Prod...I did lead it: 5.9 A0. The name was in honor of a climber who perished last summer in an avalanche. I didn't know him well, but the last time that I saw him was in this place. We were both having great days, and the memory of messing with the guys who were wondering where our voices were coming from (there is a massive tunnel across the pinnacle in the picture) is one that I thought of fondly before I had a reason to think of it as a final memory of someone. The pun is silly. Mrs. Dash is a brand of seasonings.
Captain...or Skully

Social climber
Last clip of Lichen Lunch
Feb 22, 2010 - 10:56am PT
So it'd probably end up being 10A-B?

Cool.
Prod

Trad climber
Dodge Sprinter Dreaming
Feb 22, 2010 - 11:00am PT
My bad, I thought it sounded like you were setting up a top rope.

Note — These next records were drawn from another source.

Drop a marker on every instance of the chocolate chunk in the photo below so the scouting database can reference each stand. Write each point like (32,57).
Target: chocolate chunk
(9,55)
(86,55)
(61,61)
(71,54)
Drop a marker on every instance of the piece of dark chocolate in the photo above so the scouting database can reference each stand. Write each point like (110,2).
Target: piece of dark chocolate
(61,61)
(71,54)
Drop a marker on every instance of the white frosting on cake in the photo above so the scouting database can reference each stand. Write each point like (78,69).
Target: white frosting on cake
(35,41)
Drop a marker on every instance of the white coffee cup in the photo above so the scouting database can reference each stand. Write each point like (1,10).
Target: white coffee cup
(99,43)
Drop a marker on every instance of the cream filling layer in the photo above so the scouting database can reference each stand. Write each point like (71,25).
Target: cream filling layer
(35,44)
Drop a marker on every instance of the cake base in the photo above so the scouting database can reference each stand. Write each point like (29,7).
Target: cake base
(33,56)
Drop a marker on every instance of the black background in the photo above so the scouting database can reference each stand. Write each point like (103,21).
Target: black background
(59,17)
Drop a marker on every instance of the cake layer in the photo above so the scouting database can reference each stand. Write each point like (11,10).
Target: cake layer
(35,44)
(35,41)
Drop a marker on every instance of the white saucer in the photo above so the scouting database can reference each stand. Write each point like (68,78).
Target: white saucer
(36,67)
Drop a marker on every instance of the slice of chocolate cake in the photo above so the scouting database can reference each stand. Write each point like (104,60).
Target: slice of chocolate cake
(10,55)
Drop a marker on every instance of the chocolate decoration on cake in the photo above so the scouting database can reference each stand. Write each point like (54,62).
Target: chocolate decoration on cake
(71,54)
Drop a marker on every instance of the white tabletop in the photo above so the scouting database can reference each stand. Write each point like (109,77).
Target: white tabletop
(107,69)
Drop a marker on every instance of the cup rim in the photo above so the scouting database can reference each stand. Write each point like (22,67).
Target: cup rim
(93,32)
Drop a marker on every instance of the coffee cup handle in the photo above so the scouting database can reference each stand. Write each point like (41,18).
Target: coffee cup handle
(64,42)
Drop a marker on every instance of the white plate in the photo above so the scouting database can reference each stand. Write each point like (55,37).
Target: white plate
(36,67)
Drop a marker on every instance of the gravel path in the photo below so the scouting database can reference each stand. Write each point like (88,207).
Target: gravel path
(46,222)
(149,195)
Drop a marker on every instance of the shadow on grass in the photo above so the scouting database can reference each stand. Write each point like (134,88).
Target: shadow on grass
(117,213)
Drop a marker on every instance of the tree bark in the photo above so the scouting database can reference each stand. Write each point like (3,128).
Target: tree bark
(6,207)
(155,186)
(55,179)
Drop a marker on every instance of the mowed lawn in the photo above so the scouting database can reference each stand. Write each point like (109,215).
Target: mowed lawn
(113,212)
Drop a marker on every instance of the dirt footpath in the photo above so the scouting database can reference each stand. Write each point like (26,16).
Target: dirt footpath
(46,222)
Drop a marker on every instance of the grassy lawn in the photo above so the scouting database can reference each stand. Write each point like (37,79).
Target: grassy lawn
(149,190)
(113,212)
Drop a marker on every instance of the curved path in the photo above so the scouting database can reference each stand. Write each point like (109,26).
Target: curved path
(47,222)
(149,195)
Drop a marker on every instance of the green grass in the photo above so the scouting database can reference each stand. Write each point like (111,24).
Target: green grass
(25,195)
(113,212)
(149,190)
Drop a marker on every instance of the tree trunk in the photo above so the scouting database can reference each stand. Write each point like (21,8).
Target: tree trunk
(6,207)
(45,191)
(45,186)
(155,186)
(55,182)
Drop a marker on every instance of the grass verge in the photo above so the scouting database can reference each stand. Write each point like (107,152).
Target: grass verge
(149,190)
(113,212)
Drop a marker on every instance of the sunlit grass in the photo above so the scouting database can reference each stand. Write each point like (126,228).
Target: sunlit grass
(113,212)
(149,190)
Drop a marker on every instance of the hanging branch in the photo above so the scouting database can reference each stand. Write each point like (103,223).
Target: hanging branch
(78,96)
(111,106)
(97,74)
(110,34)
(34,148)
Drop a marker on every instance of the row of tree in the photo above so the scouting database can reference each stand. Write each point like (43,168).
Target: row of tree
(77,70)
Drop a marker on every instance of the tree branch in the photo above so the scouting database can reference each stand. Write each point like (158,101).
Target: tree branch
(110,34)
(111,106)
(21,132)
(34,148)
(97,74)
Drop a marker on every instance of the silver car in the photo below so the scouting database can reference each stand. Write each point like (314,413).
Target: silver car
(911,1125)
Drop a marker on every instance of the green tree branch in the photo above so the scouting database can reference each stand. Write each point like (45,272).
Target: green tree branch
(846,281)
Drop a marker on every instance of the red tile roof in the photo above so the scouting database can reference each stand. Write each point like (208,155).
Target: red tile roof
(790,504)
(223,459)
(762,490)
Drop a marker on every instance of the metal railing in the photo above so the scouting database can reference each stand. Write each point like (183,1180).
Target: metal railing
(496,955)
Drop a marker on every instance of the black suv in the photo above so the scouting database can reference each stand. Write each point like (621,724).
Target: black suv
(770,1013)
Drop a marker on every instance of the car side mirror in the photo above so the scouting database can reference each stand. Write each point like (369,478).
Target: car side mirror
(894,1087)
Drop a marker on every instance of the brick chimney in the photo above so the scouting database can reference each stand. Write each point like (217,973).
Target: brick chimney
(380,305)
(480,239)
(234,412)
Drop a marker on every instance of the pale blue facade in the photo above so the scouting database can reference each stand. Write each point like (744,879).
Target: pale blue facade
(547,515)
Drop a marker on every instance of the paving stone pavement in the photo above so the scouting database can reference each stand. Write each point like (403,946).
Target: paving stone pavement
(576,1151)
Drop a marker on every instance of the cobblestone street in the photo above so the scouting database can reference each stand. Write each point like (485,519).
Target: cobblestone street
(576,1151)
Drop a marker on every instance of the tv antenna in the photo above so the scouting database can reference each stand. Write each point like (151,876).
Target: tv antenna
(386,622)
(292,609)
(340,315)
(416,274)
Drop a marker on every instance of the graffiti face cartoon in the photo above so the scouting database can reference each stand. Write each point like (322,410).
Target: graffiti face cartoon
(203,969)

Pretty cool for sure, I'd be proud!

Prod.
Melissa

Gym climber
berkeley, ca
Topic Author's Reply - Feb 22, 2010 - 11:04am PT
J thought 10bish. We were thinking of comparisons. He said the crux is harder than any move on Independence Left (which I haven't done) b/c you don't get any feet for a couple of moves, but it's short. I can't think of a comparable move in Yosemite. Lemon (5.9) is a fisty flake that you have to jam around, but it's less steep and much easy to reach the jam around it, so substantially easier.
Captain...or Skully

Social climber
Last clip of Lichen Lunch
Feb 22, 2010 - 11:18am PT
Maybe just opt for 10+, then.

Those letters are hard to figure out, anyway.
Right on! it's "Mr Dash"....!!
bluering

Trad climber
Santa Clara, Ca.
Feb 22, 2010 - 12:51pm PT
That looks pretty sweet!
ontheedgeandscaredtodeath

Trad climber
San Francisco, Ca
Feb 22, 2010 - 02:13pm PT
Thanks for the Tr. Cool find with the crack- hiding there in plain sight!
Srbphoto

Trad climber
Kennewick wa
Feb 22, 2010 - 02:23pm PT
So the Valley isn't climbed out? Great job just going for it.
aldude

climber
Monument Manor
Feb 22, 2010 - 03:52pm PT
Who will nab the FFA ???????????? Better get back up there Melissa before somebody frees it and renames it!